The internet has made possible what power structures have tried and, usually, failed to do throughout the history: knowing everything there is to know about their citizens. Now there is no need for anyone to ask us for information – we gladly give it away and we are doing this in larger and larger numbers.
Think about the first time you’ve connected to the internet: the sheer amount of information available was dazzling. You could travel the world in a few seconds without leaving your home. Everything other human being seemed closer than ever and things looked pretty safe as you were just one of the other millions of people connected to the internet. Anonymity instilled a sense of freedom that was not possible in the real life.
Years have passed, the internet improved, the number of internet connected users increased exponentially and some companies started wondering – who are this users and how can we find out more about them? Apparently – pretty much.
We had a look at how companies use large data to improve their marketing efforts. Facebook and Google are some of the biggest data-handlers in the world and by offering free web services such as social networking or search these companies gather hundred of millions of users on a daily basis. These users have certain interests, profiles, friend connections and are willing to give away all this information without much thought.
If, say, a Coca-Cola representative would approach us on the street and started asking us questions regarding personal data, interests in different areas,information about our friends we would be rather skeptical, wouldn’t we?
Actually that’s what basically happens every time we search something on Google, update our Facebook profile, read an article on the web or simply send an email. Even though some information is anonymized, even though there are laws that may interfere with privacy breaches, the truth is there are some companies that hold real time information on large masses, information that can be used either at a macro or micro scale. From individuals to countries such companies know a lot of things and became increasingly good at harnessing the power that lies in these bits of data.
Micro and macro implications
On a micro level individuals basically offer some of their most intimate information to companies that use it for marketing purposes. There is a saying stating that “if you are not sold anything, you are the product being sold”. That holds true to both companies mentioned above.
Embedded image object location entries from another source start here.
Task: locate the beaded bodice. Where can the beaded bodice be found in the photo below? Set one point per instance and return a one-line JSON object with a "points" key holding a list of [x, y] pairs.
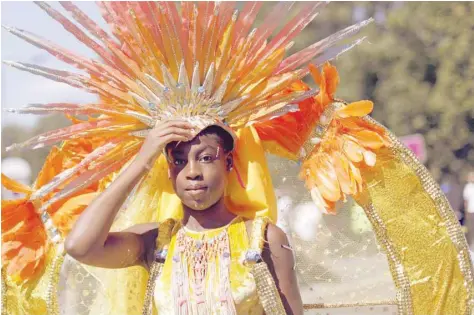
{"points": [[204, 274]]}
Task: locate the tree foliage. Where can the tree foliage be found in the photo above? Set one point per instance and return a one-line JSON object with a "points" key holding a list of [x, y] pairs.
{"points": [[417, 65]]}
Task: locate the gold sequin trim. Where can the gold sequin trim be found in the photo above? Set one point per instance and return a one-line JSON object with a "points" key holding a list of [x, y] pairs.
{"points": [[355, 304], [258, 234], [267, 290], [442, 205], [51, 294], [155, 271], [399, 276], [165, 231]]}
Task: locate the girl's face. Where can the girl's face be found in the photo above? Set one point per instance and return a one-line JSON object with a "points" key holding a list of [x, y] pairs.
{"points": [[198, 171]]}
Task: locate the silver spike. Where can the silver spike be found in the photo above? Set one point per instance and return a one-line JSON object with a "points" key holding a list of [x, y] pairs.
{"points": [[183, 75], [209, 80], [221, 90], [140, 100], [196, 81], [157, 86], [168, 77], [147, 120], [152, 97]]}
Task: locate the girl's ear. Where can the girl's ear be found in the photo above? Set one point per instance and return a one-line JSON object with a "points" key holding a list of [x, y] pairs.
{"points": [[229, 162]]}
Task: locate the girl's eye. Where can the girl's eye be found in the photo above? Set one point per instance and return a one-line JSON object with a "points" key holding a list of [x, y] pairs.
{"points": [[179, 162], [206, 158]]}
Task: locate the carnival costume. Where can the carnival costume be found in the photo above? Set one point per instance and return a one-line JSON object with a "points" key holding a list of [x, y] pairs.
{"points": [[206, 64]]}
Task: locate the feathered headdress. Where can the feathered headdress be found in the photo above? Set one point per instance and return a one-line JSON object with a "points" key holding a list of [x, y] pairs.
{"points": [[206, 63]]}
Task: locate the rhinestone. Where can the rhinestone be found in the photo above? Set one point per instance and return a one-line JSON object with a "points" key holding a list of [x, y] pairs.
{"points": [[45, 216], [252, 256], [48, 224], [56, 239], [160, 255]]}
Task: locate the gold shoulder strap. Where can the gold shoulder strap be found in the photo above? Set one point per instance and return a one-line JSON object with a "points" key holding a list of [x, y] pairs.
{"points": [[165, 232], [266, 288]]}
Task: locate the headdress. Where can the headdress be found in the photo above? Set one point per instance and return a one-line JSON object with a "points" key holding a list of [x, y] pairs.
{"points": [[205, 63]]}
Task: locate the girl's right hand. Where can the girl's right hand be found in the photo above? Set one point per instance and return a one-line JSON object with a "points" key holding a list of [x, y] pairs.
{"points": [[163, 133]]}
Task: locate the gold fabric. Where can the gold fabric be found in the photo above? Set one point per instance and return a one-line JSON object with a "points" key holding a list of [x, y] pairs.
{"points": [[421, 235], [243, 286]]}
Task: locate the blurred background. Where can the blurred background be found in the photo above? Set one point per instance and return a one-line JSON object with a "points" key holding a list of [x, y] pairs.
{"points": [[417, 65]]}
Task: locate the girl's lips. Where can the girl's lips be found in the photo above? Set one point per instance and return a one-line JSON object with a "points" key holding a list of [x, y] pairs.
{"points": [[196, 188]]}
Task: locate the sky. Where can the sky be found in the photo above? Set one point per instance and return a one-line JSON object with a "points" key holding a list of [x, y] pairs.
{"points": [[21, 88]]}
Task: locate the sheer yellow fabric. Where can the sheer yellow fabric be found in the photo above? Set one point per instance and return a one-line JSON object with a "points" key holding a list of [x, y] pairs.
{"points": [[122, 291], [242, 283]]}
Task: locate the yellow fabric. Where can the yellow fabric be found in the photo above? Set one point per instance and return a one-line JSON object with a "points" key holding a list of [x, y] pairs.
{"points": [[242, 283], [419, 236], [123, 290], [256, 198]]}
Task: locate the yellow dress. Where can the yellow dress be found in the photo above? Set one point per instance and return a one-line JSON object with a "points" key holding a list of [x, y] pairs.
{"points": [[243, 292]]}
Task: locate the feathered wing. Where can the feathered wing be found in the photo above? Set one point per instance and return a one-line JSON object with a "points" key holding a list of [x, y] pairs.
{"points": [[205, 62]]}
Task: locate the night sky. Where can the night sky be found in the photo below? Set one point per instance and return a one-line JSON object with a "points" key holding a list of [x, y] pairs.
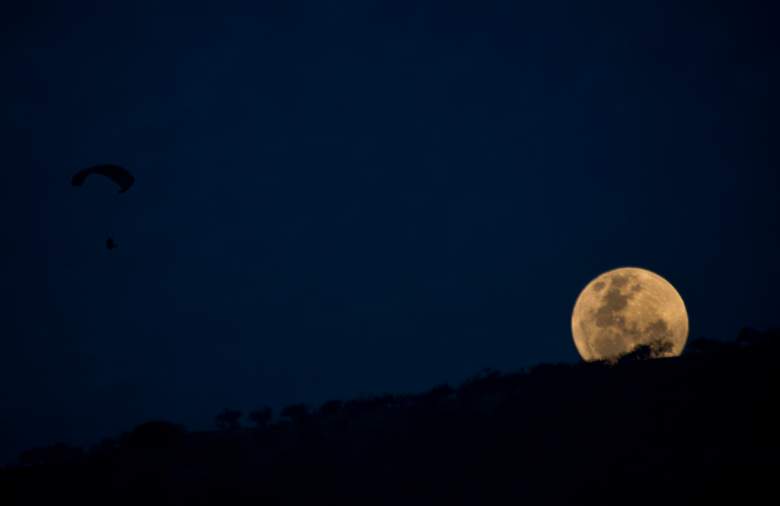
{"points": [[355, 197]]}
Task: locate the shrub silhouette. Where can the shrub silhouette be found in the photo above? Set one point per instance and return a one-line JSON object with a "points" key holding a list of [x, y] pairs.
{"points": [[156, 434]]}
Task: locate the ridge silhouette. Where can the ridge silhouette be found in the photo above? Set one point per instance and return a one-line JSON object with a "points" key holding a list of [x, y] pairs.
{"points": [[695, 429]]}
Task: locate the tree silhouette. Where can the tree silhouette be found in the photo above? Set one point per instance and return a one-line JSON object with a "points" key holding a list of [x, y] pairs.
{"points": [[331, 408], [295, 412], [228, 419], [261, 416]]}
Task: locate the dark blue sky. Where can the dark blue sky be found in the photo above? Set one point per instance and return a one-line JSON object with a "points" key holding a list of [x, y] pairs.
{"points": [[363, 197]]}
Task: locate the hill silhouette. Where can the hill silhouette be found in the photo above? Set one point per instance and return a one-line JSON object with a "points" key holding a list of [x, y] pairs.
{"points": [[696, 429]]}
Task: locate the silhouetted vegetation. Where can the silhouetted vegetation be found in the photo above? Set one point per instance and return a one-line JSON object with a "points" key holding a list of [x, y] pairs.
{"points": [[697, 429]]}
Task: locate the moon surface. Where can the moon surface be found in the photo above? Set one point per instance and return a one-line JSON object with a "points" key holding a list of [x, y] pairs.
{"points": [[625, 308]]}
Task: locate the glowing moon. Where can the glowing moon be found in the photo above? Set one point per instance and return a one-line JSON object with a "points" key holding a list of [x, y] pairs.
{"points": [[625, 308]]}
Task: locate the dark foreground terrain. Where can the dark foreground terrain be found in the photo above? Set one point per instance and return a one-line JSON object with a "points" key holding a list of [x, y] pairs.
{"points": [[699, 429]]}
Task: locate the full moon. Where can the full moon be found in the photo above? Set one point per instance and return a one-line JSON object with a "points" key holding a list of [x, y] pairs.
{"points": [[625, 308]]}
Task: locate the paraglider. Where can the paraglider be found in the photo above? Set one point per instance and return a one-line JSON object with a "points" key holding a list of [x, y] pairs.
{"points": [[115, 173], [119, 175]]}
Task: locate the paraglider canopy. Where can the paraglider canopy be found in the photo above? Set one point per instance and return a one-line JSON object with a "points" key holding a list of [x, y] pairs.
{"points": [[117, 174]]}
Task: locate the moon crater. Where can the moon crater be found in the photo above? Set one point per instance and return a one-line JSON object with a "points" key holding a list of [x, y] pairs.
{"points": [[626, 308]]}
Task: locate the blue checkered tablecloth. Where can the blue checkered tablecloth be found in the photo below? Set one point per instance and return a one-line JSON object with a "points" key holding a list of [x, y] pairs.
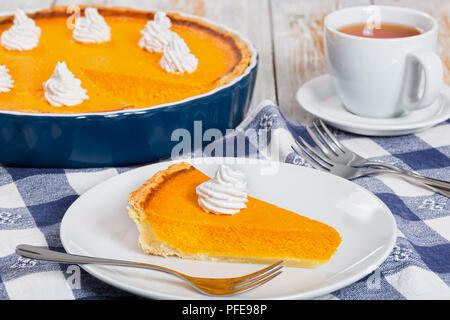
{"points": [[33, 202]]}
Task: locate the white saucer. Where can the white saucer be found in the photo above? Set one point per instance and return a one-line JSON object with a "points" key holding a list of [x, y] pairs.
{"points": [[318, 96]]}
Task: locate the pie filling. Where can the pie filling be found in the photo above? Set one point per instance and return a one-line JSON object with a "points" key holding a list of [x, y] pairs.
{"points": [[117, 74], [259, 232]]}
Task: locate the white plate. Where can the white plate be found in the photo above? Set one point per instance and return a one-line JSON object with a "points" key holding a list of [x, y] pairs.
{"points": [[97, 224], [318, 96]]}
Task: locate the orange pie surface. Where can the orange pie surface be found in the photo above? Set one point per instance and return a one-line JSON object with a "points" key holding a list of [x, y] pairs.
{"points": [[118, 74], [171, 222]]}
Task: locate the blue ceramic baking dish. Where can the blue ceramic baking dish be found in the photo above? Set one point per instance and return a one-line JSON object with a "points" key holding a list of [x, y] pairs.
{"points": [[123, 137]]}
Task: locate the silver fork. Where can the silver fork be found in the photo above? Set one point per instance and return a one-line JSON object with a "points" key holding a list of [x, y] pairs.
{"points": [[319, 161], [208, 286], [332, 149]]}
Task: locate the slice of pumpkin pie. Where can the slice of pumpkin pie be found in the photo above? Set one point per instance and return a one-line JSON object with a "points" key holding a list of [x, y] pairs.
{"points": [[182, 212]]}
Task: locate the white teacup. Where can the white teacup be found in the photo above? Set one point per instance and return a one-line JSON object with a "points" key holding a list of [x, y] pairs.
{"points": [[383, 78]]}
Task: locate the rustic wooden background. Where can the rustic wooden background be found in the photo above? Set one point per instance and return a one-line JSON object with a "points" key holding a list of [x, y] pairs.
{"points": [[286, 33]]}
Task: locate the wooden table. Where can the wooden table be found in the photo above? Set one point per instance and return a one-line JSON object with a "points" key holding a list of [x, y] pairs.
{"points": [[286, 33]]}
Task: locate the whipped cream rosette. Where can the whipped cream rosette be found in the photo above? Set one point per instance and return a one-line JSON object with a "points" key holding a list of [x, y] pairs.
{"points": [[92, 28], [177, 57], [63, 89], [226, 193], [156, 33]]}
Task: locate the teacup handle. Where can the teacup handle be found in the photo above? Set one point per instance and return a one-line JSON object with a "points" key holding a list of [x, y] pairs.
{"points": [[430, 64]]}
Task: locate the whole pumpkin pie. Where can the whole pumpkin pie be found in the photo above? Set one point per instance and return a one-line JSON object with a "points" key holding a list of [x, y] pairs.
{"points": [[172, 223], [118, 74]]}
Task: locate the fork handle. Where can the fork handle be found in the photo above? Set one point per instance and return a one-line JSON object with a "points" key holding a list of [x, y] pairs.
{"points": [[39, 253], [419, 182], [430, 181]]}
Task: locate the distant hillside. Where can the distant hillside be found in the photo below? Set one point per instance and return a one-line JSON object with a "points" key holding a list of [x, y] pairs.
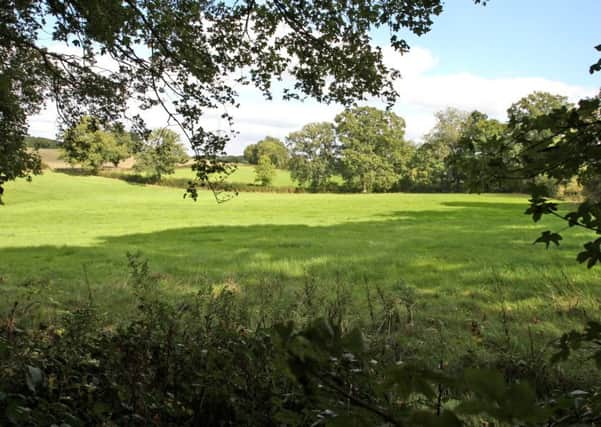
{"points": [[39, 142]]}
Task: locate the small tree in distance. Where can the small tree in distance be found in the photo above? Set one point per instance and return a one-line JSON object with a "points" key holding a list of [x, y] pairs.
{"points": [[313, 154], [264, 171], [160, 154], [91, 145]]}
There is no secret Facebook and Google make most of their revenues through advertising. To help increase advertising efficiency both companies need to know as many things as possible about the person viewing the ad.
Both companies thrive on information users offer, knowingly or not. Whether is the page you are viewing, information on your Facebook profile – you tell advertisers how to better sell their products.
Another implication of sharing so much data is that you become predictable. Even though we look at ourselves as unique, special individuals, the fact is we are not. We are creatures of habit and habits turn into patterns. When some important events in our lives happen our behavior is even more likely to become predictable. Target used customer data to find out when their buyers start dealing with pregnancy. Based on a series of products future mothers are more likely to purchase they managed to target those exact customers, sometimes even before their friends or family found out.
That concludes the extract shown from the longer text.